Hindsight is 20/20, and calling it a failure is an easy thing to do. But the Cubs’ World Series win happened with zero positive or negative impact as a result of the LeMahieu/Stewart trade; it’s a wash. Meanwhile, LeMahieu was able to evolve into one of the premier contact hitters in all of baseball. With a little perspective, it’s hard to look at the trade as anything other than a win.
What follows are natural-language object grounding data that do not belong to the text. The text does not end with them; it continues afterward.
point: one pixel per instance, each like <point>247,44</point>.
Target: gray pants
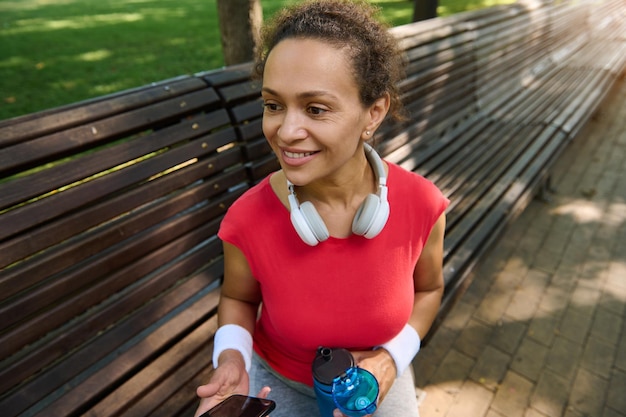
<point>294,399</point>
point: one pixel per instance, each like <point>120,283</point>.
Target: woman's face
<point>313,118</point>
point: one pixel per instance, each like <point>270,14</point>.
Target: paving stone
<point>547,261</point>
<point>513,395</point>
<point>427,361</point>
<point>490,368</point>
<point>598,357</point>
<point>620,358</point>
<point>473,400</point>
<point>543,327</point>
<point>609,412</point>
<point>576,324</point>
<point>508,334</point>
<point>522,306</point>
<point>613,299</point>
<point>551,394</point>
<point>453,370</point>
<point>616,399</point>
<point>530,412</point>
<point>460,316</point>
<point>588,393</point>
<point>563,357</point>
<point>530,359</point>
<point>474,338</point>
<point>437,401</point>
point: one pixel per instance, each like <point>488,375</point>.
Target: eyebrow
<point>304,94</point>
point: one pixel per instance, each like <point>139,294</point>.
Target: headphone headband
<point>370,217</point>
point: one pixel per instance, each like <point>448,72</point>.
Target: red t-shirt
<point>354,293</point>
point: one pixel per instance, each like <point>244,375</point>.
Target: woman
<point>338,250</point>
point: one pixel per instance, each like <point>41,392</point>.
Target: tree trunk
<point>240,23</point>
<point>424,9</point>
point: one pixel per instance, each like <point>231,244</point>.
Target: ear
<point>375,115</point>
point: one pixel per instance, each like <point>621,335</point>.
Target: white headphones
<point>369,220</point>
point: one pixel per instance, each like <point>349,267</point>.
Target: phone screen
<point>241,406</point>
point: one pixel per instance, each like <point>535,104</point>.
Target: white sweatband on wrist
<point>233,336</point>
<point>403,348</point>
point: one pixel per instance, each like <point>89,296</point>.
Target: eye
<point>271,107</point>
<point>316,111</point>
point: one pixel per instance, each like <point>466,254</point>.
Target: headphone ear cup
<point>366,215</point>
<point>309,224</point>
<point>379,220</point>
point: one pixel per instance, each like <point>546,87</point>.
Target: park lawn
<point>56,52</point>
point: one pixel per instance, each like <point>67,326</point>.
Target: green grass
<point>56,52</point>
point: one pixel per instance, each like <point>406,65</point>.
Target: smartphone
<point>241,406</point>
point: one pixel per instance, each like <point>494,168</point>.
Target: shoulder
<point>408,181</point>
<point>415,192</point>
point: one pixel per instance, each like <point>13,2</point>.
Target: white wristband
<point>233,336</point>
<point>403,348</point>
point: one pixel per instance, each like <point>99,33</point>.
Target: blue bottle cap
<point>355,392</point>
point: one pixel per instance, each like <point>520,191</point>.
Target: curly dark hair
<point>351,24</point>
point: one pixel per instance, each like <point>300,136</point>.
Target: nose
<point>292,126</point>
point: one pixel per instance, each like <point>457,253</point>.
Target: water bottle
<point>339,384</point>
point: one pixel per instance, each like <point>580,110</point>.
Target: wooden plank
<point>85,166</point>
<point>61,374</point>
<point>98,384</point>
<point>40,238</point>
<point>99,264</point>
<point>51,147</point>
<point>43,123</point>
<point>147,391</point>
<point>85,193</point>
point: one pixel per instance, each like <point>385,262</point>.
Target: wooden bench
<point>109,262</point>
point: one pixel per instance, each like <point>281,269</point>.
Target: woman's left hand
<point>380,363</point>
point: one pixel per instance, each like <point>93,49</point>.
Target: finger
<point>264,392</point>
<point>337,413</point>
<point>208,390</point>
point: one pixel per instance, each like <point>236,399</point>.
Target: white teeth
<point>298,154</point>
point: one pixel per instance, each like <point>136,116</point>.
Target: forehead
<point>299,65</point>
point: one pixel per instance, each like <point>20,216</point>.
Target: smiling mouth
<point>298,154</point>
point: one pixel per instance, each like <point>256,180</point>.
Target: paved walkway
<point>541,331</point>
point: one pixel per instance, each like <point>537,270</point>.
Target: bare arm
<point>428,284</point>
<point>239,302</point>
<point>428,278</point>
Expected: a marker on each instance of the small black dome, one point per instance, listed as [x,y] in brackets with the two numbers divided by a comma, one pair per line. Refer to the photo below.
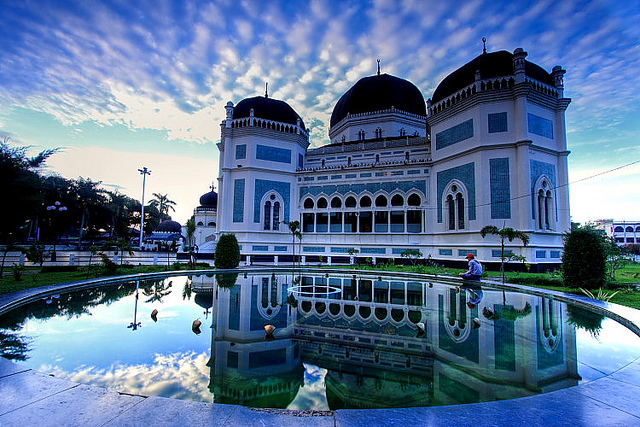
[490,65]
[209,200]
[379,92]
[267,108]
[169,226]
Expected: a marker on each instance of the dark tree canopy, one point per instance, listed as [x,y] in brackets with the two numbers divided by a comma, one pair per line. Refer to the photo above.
[584,259]
[227,252]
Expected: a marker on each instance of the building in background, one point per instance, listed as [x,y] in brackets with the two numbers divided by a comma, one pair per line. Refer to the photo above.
[487,148]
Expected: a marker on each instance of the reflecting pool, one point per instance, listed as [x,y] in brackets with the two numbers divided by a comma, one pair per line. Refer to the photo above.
[339,340]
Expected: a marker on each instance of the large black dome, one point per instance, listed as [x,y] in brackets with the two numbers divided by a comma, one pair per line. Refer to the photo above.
[379,92]
[490,65]
[209,200]
[267,108]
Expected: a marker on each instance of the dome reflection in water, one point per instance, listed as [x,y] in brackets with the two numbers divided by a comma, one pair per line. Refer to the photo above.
[333,340]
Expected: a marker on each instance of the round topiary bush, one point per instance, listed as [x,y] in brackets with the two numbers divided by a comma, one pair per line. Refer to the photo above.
[227,252]
[584,259]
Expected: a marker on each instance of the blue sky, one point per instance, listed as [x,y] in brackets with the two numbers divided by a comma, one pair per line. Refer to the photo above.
[121,84]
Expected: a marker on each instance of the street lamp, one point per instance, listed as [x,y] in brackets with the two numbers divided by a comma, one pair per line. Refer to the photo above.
[56,207]
[144,172]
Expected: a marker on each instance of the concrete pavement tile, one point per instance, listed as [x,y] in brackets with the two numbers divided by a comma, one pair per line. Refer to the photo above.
[79,406]
[630,374]
[8,367]
[163,412]
[615,393]
[27,387]
[251,417]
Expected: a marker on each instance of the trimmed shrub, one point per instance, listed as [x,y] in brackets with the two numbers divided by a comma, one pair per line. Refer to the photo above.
[227,252]
[584,259]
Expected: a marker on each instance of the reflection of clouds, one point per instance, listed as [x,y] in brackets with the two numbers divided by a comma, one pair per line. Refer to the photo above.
[312,395]
[179,376]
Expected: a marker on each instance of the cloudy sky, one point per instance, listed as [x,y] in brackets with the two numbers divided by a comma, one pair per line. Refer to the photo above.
[124,84]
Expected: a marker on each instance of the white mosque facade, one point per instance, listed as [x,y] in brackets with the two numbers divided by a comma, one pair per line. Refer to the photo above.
[487,148]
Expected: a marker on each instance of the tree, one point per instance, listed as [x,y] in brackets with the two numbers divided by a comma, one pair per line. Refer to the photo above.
[412,254]
[294,228]
[227,252]
[504,233]
[584,259]
[21,185]
[163,204]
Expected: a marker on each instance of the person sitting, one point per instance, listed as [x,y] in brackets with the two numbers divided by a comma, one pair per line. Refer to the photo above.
[475,269]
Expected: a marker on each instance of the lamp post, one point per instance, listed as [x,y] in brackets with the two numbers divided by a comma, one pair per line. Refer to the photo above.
[144,172]
[56,207]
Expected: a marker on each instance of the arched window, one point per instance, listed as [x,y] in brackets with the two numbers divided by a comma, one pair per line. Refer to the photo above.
[267,215]
[545,205]
[308,203]
[272,210]
[455,207]
[397,200]
[381,201]
[414,200]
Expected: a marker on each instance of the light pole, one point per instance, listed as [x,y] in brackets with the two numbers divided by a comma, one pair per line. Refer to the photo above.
[144,172]
[56,207]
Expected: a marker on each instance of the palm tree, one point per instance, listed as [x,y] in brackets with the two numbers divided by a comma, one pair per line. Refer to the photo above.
[163,204]
[504,233]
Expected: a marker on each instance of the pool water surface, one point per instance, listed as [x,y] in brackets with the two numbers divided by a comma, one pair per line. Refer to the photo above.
[339,340]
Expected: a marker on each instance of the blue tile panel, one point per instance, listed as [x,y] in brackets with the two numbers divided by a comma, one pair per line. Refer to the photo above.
[238,200]
[340,250]
[500,188]
[454,134]
[497,122]
[263,186]
[241,151]
[464,174]
[398,251]
[537,170]
[497,253]
[540,126]
[274,154]
[405,186]
[375,251]
[464,252]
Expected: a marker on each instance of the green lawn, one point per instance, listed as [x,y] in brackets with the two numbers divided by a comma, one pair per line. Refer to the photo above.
[627,279]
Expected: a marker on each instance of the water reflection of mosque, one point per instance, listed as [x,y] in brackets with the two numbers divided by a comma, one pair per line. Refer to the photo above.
[384,342]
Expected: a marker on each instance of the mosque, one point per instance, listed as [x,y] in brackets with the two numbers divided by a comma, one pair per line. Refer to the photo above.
[487,148]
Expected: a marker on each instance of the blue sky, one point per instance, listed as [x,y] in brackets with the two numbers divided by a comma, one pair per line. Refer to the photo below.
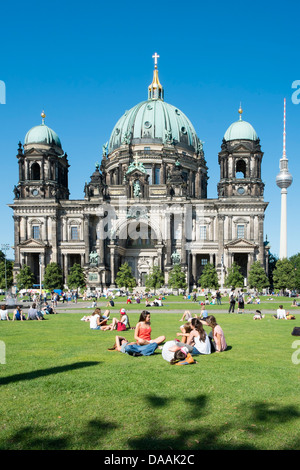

Lead photo courtesy Chris Humphreys—USA Today Sports
This was a really good and thorough piece, nice job Zach! I have two comments:
1 – As you noted, DJ had no roster spot on the 2012 team. Our infield was flush with decent guys (or so we thought). Waxing philosophical about what could have been is like talking how we could have Donaldson at third. It didn’t work out because the team didn’t have a need for the player and the player wasn’t at the apex of his development. The ex-girlfriend is gone, we’ve moved on to bigger and better things.
2 – DJ has produced one season above replacement level (2016). He’s nearly 29 years of age, a below average hitter by every metric not named AVG or OBP, and while he does everything FINE, he is nothing more than an average starting player on an average team (which is pretty damn good, don’t get me wrong, I didn’t make it past high school…).
The only reason LeMahieu gets more recognition than say, Jed Lowrie or Jedd Gyorko, is because he narrowly won the batting title last year, thanks to his manager holding him out of games.
You hit the nail on the head. He hits for no power despite playing in Colorado for half his games. I’d be surprised if he could do what he’s doing for other teams. His wRC+ on the road in recent seasons is in the 90s. Decent for a 2nd baseman but he’s not a first division player for a first division team.